Saturday, September 14, 2013

Serial Saturday: Suggestion Box #8

Featuring the contributions of Lyon Richardson.  

*Apologies in advance for the undoubtedly brutal rendering of Arabic pronunciation... it was the best I could do with the audio feature on Google Translate.

The List:
Neal D. Parker
Egypt
1930's and 2030's
a puzzle in 4 pieces

The Result:

Part I:

The Cord binds the Arrow,
True its flight
Strike the Oppressor,
Gain his might.

Doctor Neal Parker mopped the beads of sweat from his brow as he pored over the notes. They had been digging at a well-known treasury in Cairo for several months now. They had unearthed many treasures and artifacts from ancient times--and yet the verses still made no sense.

One thing was certain: where there was mention of an Arrow, there was also talk of the "Pharaoh's Might." Through quizzing the locals, Parker had discovered the legend that Narmer--the first great Pharaoh of ancient Egypt, had a repository of endless wealth that no one ever knew about, entirely separate from his royal riches. The legend held that, as he was dying, Narmer called his strongest generals and asked for a bow and arrow. Drawing the bow, Narmer shot the arrow into the night sky as his last living act, and told the generals that the arrow would show them the path to his secret hoard... if they could find it.
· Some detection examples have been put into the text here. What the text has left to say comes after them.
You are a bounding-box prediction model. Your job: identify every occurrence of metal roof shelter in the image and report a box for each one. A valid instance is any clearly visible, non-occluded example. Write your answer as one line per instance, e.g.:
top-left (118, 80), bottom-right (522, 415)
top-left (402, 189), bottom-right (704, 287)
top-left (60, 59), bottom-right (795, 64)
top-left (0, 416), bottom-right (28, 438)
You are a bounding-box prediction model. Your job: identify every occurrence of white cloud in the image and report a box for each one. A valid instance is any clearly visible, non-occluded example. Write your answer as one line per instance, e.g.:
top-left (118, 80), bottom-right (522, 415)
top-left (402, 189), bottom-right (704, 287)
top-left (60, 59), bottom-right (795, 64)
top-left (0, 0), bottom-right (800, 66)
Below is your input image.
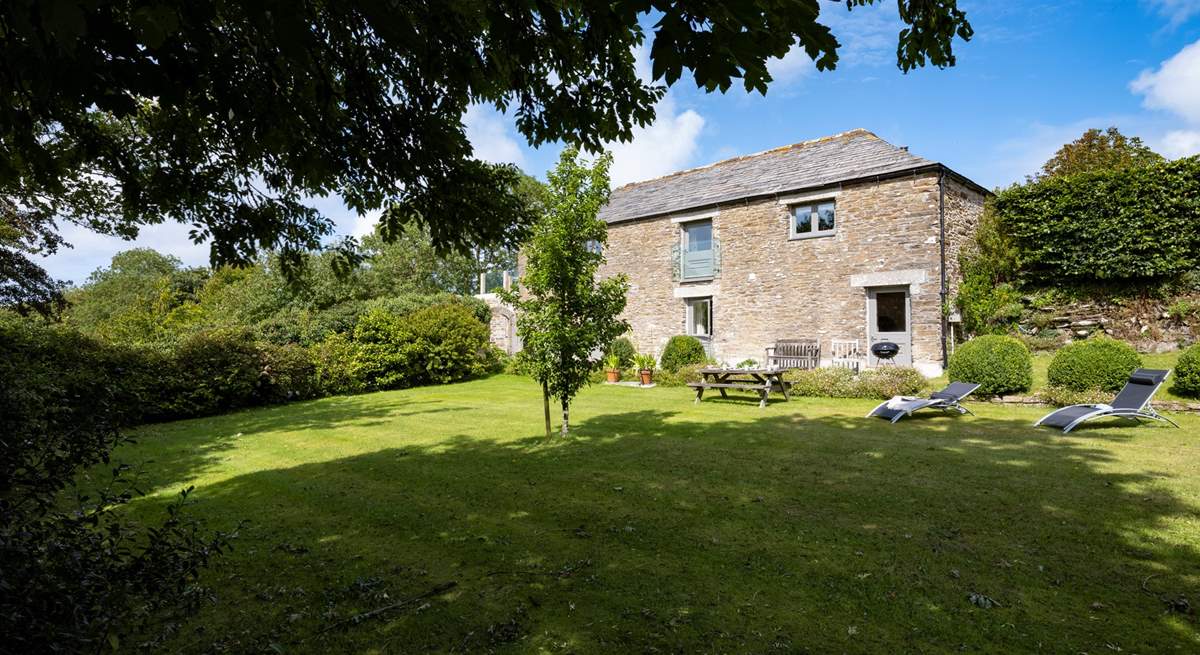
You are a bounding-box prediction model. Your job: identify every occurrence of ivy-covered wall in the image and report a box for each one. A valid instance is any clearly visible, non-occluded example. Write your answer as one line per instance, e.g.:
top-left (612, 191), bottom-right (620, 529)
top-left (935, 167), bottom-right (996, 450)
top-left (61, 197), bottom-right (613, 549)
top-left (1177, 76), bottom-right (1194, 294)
top-left (995, 157), bottom-right (1200, 283)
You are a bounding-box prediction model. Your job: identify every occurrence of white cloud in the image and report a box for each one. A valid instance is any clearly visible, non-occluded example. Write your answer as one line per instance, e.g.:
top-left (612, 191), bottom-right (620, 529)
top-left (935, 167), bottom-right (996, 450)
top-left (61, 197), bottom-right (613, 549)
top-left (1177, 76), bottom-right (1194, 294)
top-left (820, 2), bottom-right (904, 70)
top-left (463, 104), bottom-right (526, 168)
top-left (1129, 41), bottom-right (1200, 124)
top-left (38, 222), bottom-right (209, 284)
top-left (606, 42), bottom-right (704, 187)
top-left (767, 46), bottom-right (817, 84)
top-left (1157, 130), bottom-right (1200, 160)
top-left (608, 95), bottom-right (704, 187)
top-left (1148, 0), bottom-right (1200, 28)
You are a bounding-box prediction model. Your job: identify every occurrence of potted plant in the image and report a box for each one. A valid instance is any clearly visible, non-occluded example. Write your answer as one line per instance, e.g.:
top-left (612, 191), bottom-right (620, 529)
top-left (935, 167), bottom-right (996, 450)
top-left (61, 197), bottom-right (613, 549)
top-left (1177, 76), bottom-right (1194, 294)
top-left (634, 355), bottom-right (654, 385)
top-left (604, 353), bottom-right (620, 384)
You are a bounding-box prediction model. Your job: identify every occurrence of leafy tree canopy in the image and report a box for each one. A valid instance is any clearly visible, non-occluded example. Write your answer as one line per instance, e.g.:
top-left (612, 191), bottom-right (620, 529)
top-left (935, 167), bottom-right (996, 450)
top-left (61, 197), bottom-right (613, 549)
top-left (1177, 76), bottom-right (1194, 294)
top-left (500, 148), bottom-right (629, 435)
top-left (1036, 127), bottom-right (1165, 179)
top-left (0, 0), bottom-right (972, 311)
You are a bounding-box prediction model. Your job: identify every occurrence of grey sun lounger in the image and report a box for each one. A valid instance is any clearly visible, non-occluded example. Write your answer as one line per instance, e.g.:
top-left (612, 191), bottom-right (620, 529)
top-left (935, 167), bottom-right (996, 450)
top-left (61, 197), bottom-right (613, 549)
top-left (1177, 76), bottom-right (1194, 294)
top-left (1033, 368), bottom-right (1180, 434)
top-left (868, 383), bottom-right (979, 423)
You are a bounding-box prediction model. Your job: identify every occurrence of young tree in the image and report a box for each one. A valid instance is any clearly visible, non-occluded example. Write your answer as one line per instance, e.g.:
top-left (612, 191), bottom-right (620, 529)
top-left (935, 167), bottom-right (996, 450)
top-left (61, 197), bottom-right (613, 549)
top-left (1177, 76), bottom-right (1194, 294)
top-left (1034, 127), bottom-right (1165, 180)
top-left (502, 148), bottom-right (629, 437)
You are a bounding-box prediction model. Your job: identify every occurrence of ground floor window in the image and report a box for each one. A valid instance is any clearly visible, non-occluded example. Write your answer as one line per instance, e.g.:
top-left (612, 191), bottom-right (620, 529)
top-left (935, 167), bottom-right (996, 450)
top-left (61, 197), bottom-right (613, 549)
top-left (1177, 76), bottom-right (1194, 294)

The simple verse that Parker pondered before him now was also a part of the legend, though no one could say whether Narmer himself provided the clue, or it was added later by someone trying to make the search more complicated.

Parker squinted up at the unforgiving sun piercing the cotton tent above him like a needle and bent over his notebook again. Every day he made copious notes, hoping that at some point, things would fall into place and begin to make sense.

September 14, 1932
Uncovered more pot shards and flagstones in the third hour. Definitely a dwelling of some sort. Royal seals indicate that the structure--if not the whole area--was under the rule/ownership of Akhenaten, the Sun King. "Oppressor" seems to indicate a certain Pharaoh--Ramses the Great, perhaps? Still researching the notorious Pharaohs for some additional clue to identity. "Cord" is still unclear. Some leather has been found, with remains of animals nearby; a stable of sorts, apparently. Nothing that could be termed as a "cord" though, and no idea as to whether the Arrow is something that can be--

"Sayyidh! Sayyidh! En'ha Wushadat, Sayyid'ha! Dusfi'ha!"  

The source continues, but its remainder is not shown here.